During the test, the examiner recorded manually the total execution time (precision 1 s) and also the preparation time, i.e., the time elapsed between the presentation of the task and the first move. The difference represented the movement time. Note that on-line planning may occur during the movement time [15], [16]. In order to document the variation of visuo-motor performance (without planning demands), before and after the test, participants executed a sequence of 20 self-determined moves as fast as possible. The time was recorded manually by the examiner (precision 1 s). Note that the possible variation results from the opposite effects of fatigue and motor skill acquisition.

5. Data analysis

The execution time T was calculated for the valid trials, i.e., final configuration attained without rule violation whatever the number of moves.

The correlation coefficients (Pearson r) were computed on the set of tasks, between the averaged T (across participants) and the indexes U(N), B(N), and I(task). The indexes were then ranked in order of decreasing correlation coefficients.

For young participants, the correlations were initially computed for the whole set of tasks, but at the light of preliminary results, we computed them piecewise, i.e., on two subsets of tasks: easy (2 to 5 moves, n = 20) and difficult (5 to 8 moves, n = 20). The easy subset has a level of difficulty (or a number of moves) comparable to [1] and Experiment 1. The difficult subset contains the tasks of higher difficulty (or number of moves). The subsets are not disjoint (5 moves) so that both contain 20 tasks.

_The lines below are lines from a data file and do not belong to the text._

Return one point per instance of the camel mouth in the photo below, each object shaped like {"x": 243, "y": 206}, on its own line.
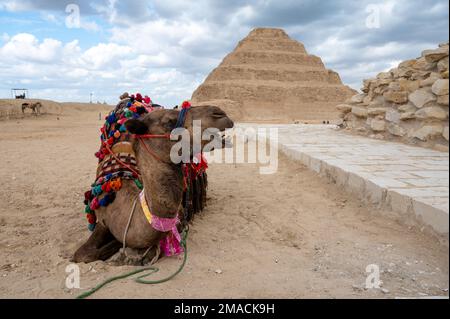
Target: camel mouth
{"x": 226, "y": 136}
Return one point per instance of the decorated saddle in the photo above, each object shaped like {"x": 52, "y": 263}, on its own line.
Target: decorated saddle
{"x": 117, "y": 162}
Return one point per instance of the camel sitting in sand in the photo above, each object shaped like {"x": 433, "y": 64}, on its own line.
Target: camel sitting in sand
{"x": 35, "y": 107}
{"x": 162, "y": 180}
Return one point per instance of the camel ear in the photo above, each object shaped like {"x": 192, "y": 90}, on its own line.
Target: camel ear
{"x": 135, "y": 126}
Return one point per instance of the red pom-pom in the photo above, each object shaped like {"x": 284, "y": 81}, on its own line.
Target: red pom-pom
{"x": 91, "y": 218}
{"x": 186, "y": 105}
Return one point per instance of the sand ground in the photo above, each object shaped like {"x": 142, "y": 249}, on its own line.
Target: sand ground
{"x": 291, "y": 234}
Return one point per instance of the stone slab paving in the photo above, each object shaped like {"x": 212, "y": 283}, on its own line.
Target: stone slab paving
{"x": 411, "y": 181}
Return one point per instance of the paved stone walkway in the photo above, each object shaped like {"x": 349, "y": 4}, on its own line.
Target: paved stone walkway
{"x": 411, "y": 181}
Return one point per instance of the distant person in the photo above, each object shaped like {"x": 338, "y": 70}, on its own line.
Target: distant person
{"x": 147, "y": 100}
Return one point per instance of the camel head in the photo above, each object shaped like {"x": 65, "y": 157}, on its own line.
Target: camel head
{"x": 164, "y": 121}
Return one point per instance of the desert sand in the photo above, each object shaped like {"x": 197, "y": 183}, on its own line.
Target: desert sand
{"x": 290, "y": 234}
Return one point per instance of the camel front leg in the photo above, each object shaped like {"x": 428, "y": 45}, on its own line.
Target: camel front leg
{"x": 100, "y": 246}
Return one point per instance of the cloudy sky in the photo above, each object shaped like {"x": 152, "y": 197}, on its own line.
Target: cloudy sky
{"x": 166, "y": 48}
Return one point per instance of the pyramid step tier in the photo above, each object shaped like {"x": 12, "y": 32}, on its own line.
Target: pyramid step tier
{"x": 267, "y": 57}
{"x": 264, "y": 44}
{"x": 277, "y": 93}
{"x": 227, "y": 73}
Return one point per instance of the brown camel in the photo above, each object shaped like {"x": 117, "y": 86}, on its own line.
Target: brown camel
{"x": 162, "y": 180}
{"x": 35, "y": 107}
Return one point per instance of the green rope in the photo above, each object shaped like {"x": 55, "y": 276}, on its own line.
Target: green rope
{"x": 151, "y": 270}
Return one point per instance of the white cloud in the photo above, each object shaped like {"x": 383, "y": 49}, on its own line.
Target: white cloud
{"x": 25, "y": 46}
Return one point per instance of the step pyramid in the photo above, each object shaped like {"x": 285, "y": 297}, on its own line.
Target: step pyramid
{"x": 271, "y": 78}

Within each set or subset of tasks, the significance of the differences between the correlation coefficients of the indexes was assessed by means of T-tests, using equation (1) [17].(1)

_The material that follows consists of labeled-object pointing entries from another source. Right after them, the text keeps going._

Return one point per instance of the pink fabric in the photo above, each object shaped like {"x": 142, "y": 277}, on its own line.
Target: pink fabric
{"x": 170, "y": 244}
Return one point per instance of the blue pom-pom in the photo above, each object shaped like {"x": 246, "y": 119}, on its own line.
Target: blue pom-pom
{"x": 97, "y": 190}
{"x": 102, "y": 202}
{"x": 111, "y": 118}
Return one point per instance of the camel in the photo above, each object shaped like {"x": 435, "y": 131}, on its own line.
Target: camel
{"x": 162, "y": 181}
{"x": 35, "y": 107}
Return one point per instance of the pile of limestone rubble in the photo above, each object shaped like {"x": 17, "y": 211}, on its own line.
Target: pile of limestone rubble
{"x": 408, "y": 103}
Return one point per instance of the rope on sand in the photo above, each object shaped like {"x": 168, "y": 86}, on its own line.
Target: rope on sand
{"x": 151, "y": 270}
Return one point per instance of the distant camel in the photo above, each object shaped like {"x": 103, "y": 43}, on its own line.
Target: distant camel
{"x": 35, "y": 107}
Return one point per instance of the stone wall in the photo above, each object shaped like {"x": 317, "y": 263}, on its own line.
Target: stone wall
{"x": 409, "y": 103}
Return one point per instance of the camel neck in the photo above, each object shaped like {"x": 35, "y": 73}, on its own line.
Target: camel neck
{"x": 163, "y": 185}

In order to determine whether inter-individual variability affect the ranking of the indexes, we also computed the correlation coefficients (Pearson r) between T (non-averaged, i.e., variable across participants) and the indexes U(N), B(N) and I(task) on the set of valid trials (Participants×Tasks).

Finally, for the young participants, in order to determine to what extent the variation of movement time may affect the total execution time (and the correlations), we compared the execution time of pre- an post-session visuo-motor tasks (20 self-determined moves) by means of a T-test.

Results

1. Elderly participants - performance curve

The execution time T as a function of the task is presented in Figure 3 with the algorithmic indexes. Two preliminary observations are of interest. 1) There were marked differences of average execution time between tasks with the same number of moves. The differences were so important that a task of 3 moves took on average longer than some tasks of 4 moves and the same occurred with some tasks of 4 and 5 moves. 2) There were a visual resemblance between the curves or T and I(task): both presented peaks (long execution times) for the same tasks of 4 and 5 moves. However, the foregoing observations are qualitative and cannot be generalized. In fact, given the high variability of execution times, we verified that some visually marked differences were not statistically significant.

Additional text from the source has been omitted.